You will often hear this saying by those people who live in the northern hemisphere and you will soon understand why. The reason why birds fly south for the winter is simply because of the temperature and the food sources available in relation to this temperature. Birds in the southern hemisphere will do the opposite and fly North in the winter to reach the warmer locations. Many Birds that eat nectar or insects will not be able to find food in areas that have cold winters where their food source becomes scarce. Many birds fly south in the winter in search of their favourite foods. So you may ask yourself. Why don’t they just stay south to save the effort of travelling every year? This is because, in the summer, there are better places for them to have baby birds further north. So, lots of birds go back and forth every season. Birds that migrate usually leave at about the same time each year and fly back home at around the same time each spring!
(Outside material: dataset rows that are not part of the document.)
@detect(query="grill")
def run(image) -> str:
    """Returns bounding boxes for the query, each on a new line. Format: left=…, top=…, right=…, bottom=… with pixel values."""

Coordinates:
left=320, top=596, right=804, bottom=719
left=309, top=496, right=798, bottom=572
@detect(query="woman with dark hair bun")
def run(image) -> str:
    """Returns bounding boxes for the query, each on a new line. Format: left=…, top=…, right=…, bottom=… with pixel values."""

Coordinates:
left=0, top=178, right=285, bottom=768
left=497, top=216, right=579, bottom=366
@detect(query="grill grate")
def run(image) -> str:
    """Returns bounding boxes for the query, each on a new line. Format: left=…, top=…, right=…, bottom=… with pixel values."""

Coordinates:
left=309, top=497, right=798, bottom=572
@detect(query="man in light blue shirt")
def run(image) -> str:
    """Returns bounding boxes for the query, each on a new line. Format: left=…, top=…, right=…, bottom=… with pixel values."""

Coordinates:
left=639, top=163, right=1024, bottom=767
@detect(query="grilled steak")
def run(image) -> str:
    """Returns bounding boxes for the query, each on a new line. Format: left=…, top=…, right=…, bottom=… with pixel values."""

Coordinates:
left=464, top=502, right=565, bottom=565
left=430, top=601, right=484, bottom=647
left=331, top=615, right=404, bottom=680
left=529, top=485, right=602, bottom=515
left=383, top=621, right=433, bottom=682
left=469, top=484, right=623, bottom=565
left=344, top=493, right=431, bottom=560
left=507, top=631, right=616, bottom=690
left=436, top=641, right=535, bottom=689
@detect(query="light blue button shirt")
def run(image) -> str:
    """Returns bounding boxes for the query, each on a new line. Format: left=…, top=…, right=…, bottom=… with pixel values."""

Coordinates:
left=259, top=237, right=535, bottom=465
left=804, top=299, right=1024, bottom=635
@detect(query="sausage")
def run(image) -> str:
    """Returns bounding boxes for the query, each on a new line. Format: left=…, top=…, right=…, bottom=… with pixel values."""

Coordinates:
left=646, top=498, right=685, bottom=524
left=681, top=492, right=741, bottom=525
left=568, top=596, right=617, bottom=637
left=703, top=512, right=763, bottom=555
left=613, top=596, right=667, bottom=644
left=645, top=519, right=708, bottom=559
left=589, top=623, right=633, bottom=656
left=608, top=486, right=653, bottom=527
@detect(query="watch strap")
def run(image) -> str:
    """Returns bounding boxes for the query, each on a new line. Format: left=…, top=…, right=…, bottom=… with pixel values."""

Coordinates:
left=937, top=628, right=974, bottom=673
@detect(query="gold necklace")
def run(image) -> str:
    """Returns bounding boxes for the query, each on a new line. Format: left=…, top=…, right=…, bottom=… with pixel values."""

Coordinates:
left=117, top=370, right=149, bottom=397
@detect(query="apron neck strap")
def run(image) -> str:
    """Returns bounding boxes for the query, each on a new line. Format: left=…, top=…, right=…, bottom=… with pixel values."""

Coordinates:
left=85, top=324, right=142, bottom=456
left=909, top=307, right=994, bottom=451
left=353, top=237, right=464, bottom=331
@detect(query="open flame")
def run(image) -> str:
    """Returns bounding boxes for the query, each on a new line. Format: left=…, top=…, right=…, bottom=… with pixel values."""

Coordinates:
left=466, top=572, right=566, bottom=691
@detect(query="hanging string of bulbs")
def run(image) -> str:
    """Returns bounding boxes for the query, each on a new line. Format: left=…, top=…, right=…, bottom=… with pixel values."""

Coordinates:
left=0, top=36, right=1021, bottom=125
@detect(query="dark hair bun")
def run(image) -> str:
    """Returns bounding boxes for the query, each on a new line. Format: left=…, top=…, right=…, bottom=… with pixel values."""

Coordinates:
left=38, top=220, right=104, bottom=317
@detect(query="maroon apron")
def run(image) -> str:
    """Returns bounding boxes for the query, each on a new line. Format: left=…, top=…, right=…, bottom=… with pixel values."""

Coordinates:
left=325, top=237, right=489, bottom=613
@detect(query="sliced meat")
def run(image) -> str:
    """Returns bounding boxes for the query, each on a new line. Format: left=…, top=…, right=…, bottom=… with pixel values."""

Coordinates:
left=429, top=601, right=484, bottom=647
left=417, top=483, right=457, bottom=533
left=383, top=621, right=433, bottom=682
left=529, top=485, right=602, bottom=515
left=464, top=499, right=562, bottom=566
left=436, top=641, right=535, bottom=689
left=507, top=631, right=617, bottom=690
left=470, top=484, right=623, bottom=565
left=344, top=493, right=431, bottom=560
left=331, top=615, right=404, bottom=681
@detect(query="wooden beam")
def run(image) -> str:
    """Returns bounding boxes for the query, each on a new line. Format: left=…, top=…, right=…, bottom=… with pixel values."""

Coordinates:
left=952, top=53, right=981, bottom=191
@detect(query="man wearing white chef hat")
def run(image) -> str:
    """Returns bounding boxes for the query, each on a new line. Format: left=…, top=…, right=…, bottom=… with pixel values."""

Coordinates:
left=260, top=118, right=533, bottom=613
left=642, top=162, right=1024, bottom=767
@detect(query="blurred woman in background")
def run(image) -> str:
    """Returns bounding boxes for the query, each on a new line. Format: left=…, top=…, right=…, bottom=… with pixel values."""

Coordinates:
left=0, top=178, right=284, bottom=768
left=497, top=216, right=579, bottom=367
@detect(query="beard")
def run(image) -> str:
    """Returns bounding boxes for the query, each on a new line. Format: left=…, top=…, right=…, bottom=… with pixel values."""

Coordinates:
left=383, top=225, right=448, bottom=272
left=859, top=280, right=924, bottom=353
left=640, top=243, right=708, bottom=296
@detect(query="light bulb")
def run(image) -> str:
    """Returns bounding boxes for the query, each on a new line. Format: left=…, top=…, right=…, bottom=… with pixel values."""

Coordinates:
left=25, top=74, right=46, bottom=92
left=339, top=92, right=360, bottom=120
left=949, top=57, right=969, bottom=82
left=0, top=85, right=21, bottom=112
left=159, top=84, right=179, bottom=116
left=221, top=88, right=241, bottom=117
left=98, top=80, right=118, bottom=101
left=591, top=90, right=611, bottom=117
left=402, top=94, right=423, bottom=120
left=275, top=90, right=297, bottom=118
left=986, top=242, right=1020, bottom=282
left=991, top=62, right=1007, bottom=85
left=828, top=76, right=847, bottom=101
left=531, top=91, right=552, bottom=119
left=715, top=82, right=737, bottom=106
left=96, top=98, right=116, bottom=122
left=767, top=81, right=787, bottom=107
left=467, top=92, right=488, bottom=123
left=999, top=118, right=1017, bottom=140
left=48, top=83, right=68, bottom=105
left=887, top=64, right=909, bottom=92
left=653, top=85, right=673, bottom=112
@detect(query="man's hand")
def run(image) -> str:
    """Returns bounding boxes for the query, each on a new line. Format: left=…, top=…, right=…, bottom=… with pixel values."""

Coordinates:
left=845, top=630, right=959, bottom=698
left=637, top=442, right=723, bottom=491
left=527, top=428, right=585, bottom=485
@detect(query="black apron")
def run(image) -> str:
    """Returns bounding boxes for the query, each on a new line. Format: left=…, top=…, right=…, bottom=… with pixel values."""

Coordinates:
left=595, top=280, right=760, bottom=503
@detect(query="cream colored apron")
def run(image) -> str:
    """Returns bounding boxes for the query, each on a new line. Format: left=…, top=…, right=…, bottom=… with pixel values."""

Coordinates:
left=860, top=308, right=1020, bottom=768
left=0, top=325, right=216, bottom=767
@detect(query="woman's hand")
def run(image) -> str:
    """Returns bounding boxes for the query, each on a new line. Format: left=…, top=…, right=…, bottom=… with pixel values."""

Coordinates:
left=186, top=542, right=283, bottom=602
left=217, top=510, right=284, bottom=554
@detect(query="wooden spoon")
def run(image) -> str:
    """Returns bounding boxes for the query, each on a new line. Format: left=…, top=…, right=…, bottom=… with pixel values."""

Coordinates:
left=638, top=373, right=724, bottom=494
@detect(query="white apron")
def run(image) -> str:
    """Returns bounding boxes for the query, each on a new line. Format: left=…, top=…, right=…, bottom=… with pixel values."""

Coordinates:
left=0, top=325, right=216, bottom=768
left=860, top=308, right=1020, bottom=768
So, how do birds know when to come back to their homes in the warmer periods? Well, that is something we don’t know for sure, but birds (like most other animals) have strong instincts that tell them when it’s warm enough to head back to their homes up north. As for knowing which way is south, birds use the sun and the constellations as a guide.
In North America their are about 900 to 1,000 species of birds and about 350 species that migrate. This is almost half of all bird species in the Americas do some kind of migration. When birds migrate, they fly in large groups or flocks and they often fly in the shape of the letter “v,” which helps them glide along on the currents in the air so they don’t have to work as hard! It can take the flocks weeks or even months to get to their winter home in the south, depending on how far they have to go and how fast they fly.